Our cars: Bowers and Wilkins and XF
LIST PRICE £33,900 (when new)
TARGET PRICE model just replaced
RUN BY Roger Stansfield
TESTED FOR: 20 weeks/7800 miles
For someone who spends so much time listening to music, I'm ashamed to admit I know nothing about hi-fi. I know what I like, but not why I'm liking it. A bit like my approach to wine, really.
I do like the 14-speaker Bowers and Wilkins system in our Jag, though – a lot – so when the company rang me to see if I'd be interested in visiting the factory to see how it's made and why it sounds so good, I accepted like a shot.
There was an ulterior motive, too. B&W is based in Worthing, on the Sussex coast, and some of the country lanes on the way down there are great driving roads. Take away the modern signage and you could be stepping back 50 years.
On roads like these, achieving a good average speed is about positioning and observation so you can maintain momentum: far more enjoyable than just clogging it down a motorway.
It's what performance driving instructors call 'making progress'. With the torque of the 2.7-litre V6 diesel keeping the car moving forward and the wonderful damping ensuring it stayed planted on the road, I had a great time.
B&W is the Jaguar of the hi-fi world – a relatively low-volume, extremely high quality manufacturer of performance speakers (the rest of the Jag's system comes from other manufacturers). Some of its domestic speakers cost more per pair than my car. A lot more.
B&W can even kit you out with a full seven-speaker, five-subwoofer home cinema if you've a quarter of a million quid to spare.
The company was established by a couple of blokes who were in radio ops during the war. Having been demobbed, they opened a radio and TV shop, then moved into full-scale speaker manufacturing in the 1960s after John Bowers decided he could do a better job than the people whose products he was selling.
The Jag's speakers were set up by the same team that installed the system in the legendary Abbey Road studios. The secret is in the fine tuning, apparently – like the work test driver Mike Cross does to make Jags drive so well.

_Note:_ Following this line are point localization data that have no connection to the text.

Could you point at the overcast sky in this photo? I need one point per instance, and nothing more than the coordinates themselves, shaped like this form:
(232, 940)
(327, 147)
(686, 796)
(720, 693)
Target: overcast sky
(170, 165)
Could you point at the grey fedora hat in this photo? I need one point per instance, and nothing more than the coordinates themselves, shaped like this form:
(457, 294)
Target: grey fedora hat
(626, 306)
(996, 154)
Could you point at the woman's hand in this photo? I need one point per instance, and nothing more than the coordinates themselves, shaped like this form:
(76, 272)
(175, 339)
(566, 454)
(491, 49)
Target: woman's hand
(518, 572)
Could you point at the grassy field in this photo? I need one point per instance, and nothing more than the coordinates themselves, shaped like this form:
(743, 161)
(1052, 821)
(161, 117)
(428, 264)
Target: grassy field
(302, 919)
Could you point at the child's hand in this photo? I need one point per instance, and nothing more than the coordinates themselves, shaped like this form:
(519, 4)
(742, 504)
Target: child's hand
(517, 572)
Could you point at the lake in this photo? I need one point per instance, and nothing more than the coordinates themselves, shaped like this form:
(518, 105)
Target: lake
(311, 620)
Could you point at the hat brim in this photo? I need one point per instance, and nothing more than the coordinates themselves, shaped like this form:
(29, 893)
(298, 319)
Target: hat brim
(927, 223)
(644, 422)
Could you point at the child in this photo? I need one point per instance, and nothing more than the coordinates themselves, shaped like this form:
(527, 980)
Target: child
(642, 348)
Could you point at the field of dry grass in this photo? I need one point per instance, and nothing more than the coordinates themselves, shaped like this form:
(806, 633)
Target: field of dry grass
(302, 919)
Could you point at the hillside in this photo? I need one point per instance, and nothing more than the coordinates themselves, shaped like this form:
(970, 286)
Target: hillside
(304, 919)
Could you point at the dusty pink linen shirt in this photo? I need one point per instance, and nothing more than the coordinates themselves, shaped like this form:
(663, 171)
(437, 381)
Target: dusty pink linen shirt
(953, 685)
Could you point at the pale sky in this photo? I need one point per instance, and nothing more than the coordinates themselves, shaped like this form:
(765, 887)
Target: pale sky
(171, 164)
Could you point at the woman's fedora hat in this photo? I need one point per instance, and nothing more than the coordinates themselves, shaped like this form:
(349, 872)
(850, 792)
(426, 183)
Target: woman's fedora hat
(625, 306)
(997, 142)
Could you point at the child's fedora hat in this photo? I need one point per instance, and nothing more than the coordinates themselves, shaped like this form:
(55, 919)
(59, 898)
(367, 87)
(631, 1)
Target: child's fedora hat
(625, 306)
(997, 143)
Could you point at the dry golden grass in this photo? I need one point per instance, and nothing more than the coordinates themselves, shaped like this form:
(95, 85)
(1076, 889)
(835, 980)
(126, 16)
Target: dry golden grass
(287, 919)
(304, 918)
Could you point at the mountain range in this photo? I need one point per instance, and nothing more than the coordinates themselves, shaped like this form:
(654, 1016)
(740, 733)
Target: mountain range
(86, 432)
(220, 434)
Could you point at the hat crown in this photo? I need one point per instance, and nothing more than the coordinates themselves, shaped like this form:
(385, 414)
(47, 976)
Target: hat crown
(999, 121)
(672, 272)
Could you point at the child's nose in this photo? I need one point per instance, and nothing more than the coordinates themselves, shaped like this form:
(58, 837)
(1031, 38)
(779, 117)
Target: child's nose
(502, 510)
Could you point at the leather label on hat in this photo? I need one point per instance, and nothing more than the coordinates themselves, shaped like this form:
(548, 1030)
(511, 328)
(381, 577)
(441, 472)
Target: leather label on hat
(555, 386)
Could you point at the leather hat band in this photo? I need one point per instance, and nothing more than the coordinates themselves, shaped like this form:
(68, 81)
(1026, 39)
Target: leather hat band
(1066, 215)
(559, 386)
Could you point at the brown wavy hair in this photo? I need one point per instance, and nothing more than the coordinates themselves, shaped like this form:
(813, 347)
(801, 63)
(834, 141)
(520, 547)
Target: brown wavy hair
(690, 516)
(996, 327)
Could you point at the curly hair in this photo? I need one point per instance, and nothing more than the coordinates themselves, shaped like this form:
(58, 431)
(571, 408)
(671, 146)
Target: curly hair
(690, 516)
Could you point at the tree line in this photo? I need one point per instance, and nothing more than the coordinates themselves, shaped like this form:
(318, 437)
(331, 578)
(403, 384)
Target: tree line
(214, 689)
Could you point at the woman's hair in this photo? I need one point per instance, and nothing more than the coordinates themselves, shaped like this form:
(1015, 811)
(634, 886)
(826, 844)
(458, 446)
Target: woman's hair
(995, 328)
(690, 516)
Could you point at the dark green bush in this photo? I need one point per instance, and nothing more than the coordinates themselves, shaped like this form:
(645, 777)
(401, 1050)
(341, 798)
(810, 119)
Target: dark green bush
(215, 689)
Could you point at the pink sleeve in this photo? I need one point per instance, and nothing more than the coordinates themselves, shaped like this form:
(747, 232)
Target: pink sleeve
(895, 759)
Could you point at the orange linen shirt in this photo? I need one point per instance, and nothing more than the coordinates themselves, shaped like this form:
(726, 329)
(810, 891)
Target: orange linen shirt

'What sets us apart is the research we put into sound quality,' says marketing manager Andy Napthine. 'John Bowers used to say that the best speaker isn't the one that gives you most, but the one that loses least.' The Holy Grail is to let you hear music exactly as it would sound if you were hearing it live.
Research engineer Stuart Nevill gave me a demo of how to make the system in our car sound best and what I should be listening for, then delivered the best news I'd heard all day.
With good speakers, he says, music should be played as loud as possible and it won't hurt your ears because there'll be no distortion. I drove home on main roads with the door skins bouncing.